Lane, Vicki. In a Dark Season (Bantam, $7) May. After an old woman falls from her porch, a niece no one knows swiftly sorts Aunt Nola's belongings for sale. Widow Elizabeth Goodweather from the neighboring herb farm salvages Nola's quilts and a laptop from the clearout. This is either a concerned relative or a predator cashing in on the development threatening the Marshall County North Carolina way of life. What happened years ago in those hills leads to the answers.
Old Wounds ($7).

Olsen, Gregg., A Cold Dark Place (Pinnacle Kensington, $7) April, pbo. In the wake of a tornado in Washington state, single mom and cop Emily Kenyon suspects the teenage survivor of murdering his entire family on their farm. Emily's daughter disappears with him to support his claim of innocence. Similar crimes in other states may be her only leads. True crime writer/journalist Olsen pens his second convincing thriller following A Wicked Snow ($7).

Upson, Nicola. An Expert in Murder (Harper, $25) June. Loss of privacy is the price playwright Josephine Tey pays for success. When the young woman thrilled to meet her on the train trip from Scotland is murdered in Kings Cross station, Inspector Archie Penrose, well acquainted with Josephine, suspects the death is related to her play, Richard of Bordeaux.

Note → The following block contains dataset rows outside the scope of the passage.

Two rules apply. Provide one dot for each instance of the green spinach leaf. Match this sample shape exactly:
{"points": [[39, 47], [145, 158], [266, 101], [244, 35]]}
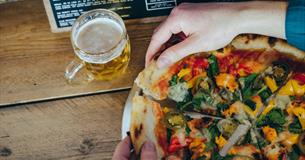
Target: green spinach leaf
{"points": [[295, 126]]}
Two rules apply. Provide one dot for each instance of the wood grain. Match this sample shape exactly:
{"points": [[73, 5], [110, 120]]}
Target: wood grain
{"points": [[77, 128], [33, 59]]}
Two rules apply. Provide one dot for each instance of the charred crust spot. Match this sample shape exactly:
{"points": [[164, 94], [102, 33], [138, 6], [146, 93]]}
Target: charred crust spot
{"points": [[256, 156], [254, 36], [247, 41], [141, 92], [5, 152], [138, 130], [271, 41]]}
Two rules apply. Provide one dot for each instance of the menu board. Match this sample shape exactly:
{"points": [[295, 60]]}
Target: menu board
{"points": [[62, 13]]}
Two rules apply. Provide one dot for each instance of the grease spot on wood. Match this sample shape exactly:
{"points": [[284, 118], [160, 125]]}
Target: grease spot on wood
{"points": [[87, 146], [5, 152]]}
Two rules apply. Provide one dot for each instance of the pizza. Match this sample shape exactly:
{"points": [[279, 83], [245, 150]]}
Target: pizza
{"points": [[244, 101]]}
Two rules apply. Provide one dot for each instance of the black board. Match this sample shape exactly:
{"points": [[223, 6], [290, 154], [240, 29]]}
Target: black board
{"points": [[62, 13]]}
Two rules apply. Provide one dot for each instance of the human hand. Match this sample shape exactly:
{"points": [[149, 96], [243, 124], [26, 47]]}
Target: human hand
{"points": [[122, 151], [210, 26]]}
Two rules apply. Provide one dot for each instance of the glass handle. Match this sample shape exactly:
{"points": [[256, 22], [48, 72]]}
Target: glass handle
{"points": [[73, 68]]}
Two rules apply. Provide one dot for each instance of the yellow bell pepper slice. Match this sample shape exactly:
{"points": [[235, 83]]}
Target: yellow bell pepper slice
{"points": [[184, 72], [226, 81], [270, 82], [270, 133], [287, 89], [300, 113], [270, 106], [299, 90]]}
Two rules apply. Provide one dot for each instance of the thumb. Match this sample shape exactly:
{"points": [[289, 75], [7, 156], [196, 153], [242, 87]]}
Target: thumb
{"points": [[178, 51], [148, 151]]}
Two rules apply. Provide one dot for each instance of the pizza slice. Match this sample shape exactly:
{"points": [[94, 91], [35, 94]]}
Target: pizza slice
{"points": [[211, 82], [179, 136], [281, 128]]}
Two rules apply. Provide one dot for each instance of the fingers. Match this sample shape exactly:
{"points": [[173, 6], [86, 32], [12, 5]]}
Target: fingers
{"points": [[122, 151], [161, 35], [179, 51], [148, 151]]}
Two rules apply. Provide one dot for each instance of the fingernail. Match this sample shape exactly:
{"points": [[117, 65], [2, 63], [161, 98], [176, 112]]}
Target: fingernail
{"points": [[162, 62], [148, 145]]}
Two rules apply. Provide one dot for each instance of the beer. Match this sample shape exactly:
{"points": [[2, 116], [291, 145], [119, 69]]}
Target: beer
{"points": [[101, 35], [101, 44]]}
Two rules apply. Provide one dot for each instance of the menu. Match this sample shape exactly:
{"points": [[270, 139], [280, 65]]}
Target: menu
{"points": [[62, 13]]}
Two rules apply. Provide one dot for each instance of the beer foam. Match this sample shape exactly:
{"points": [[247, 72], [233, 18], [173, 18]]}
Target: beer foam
{"points": [[98, 35]]}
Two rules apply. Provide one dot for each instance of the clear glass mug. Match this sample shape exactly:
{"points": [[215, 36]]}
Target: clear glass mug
{"points": [[101, 45]]}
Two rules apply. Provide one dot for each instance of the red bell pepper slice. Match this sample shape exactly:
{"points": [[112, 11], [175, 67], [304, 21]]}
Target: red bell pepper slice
{"points": [[300, 77]]}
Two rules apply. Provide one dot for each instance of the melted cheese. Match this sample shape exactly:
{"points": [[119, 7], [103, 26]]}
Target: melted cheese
{"points": [[287, 89], [197, 147], [225, 80], [270, 133], [220, 141], [270, 106], [231, 110], [288, 139], [272, 152], [178, 92], [292, 88]]}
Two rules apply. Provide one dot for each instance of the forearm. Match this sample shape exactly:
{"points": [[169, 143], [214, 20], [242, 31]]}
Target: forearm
{"points": [[266, 18]]}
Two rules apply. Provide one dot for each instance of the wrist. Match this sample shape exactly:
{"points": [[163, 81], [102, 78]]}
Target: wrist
{"points": [[266, 18]]}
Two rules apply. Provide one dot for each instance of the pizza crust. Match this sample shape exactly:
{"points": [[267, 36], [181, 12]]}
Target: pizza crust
{"points": [[259, 42], [146, 124], [154, 81]]}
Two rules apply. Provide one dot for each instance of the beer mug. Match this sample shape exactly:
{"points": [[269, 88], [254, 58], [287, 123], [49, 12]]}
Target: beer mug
{"points": [[101, 45]]}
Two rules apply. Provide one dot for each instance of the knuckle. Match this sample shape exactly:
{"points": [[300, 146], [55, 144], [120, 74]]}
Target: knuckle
{"points": [[176, 11]]}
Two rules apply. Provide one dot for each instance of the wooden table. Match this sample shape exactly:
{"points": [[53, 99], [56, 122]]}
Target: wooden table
{"points": [[41, 116]]}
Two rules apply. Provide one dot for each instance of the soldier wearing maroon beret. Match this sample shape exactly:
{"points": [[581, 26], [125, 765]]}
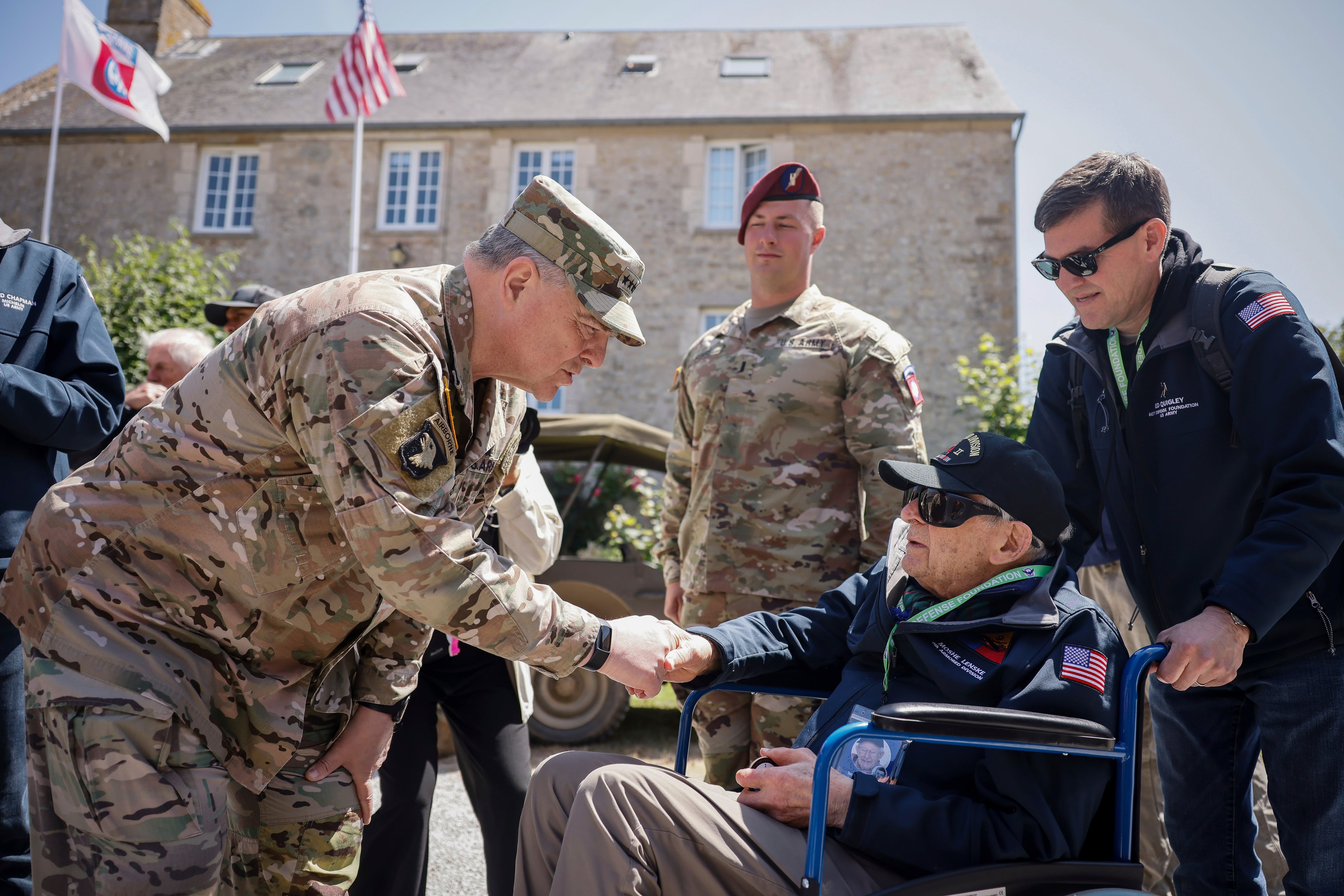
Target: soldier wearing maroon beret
{"points": [[783, 414]]}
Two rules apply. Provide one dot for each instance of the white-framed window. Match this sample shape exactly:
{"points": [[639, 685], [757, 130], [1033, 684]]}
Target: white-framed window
{"points": [[556, 163], [554, 406], [712, 318], [410, 187], [732, 170], [228, 193]]}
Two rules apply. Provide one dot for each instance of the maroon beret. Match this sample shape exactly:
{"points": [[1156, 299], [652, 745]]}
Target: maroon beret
{"points": [[791, 181]]}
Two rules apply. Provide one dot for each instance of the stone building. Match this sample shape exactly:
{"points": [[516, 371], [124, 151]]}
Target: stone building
{"points": [[909, 132]]}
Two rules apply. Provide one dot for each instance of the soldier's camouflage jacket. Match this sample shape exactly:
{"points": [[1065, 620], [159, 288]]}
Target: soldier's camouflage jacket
{"points": [[772, 484], [285, 526]]}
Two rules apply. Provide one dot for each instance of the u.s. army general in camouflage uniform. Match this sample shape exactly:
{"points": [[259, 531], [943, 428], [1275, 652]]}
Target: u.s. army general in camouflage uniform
{"points": [[772, 491], [271, 545]]}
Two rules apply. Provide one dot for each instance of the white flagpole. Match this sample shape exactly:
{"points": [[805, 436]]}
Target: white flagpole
{"points": [[354, 193], [52, 163]]}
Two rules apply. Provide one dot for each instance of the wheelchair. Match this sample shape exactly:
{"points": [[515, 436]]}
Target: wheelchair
{"points": [[994, 729]]}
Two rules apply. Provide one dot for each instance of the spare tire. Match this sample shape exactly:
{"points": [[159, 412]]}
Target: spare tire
{"points": [[577, 710]]}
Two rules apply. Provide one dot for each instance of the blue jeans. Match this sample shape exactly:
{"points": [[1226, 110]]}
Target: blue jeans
{"points": [[1207, 743], [15, 867]]}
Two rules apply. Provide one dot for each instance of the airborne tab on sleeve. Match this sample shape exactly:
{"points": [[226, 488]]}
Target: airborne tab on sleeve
{"points": [[421, 447]]}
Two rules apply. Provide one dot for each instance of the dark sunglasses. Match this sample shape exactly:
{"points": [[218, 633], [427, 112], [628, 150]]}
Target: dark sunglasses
{"points": [[1081, 264], [945, 510]]}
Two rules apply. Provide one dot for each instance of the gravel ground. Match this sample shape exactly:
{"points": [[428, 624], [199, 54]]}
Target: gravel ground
{"points": [[456, 860]]}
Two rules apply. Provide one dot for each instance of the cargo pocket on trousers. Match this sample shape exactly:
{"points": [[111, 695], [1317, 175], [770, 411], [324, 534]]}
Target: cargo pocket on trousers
{"points": [[109, 778]]}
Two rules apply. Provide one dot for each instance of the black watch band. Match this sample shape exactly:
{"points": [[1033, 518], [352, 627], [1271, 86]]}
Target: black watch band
{"points": [[601, 648]]}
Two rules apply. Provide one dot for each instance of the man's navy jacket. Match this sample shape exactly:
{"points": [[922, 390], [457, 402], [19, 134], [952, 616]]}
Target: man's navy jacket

Its pacifist sentiments in a world so scarred by the Great War have made it the surprise hit of the season. The ghosts from Penrose's hellish time in the trenches revisit him during the case. Blending fact and fiction, Upson launches a smart series with crime writer Tey as protagonist. Kudos for the turns of phrase and foreshadowing from the era of London in the 1930's that fix a reader's interest in the individually realized characters.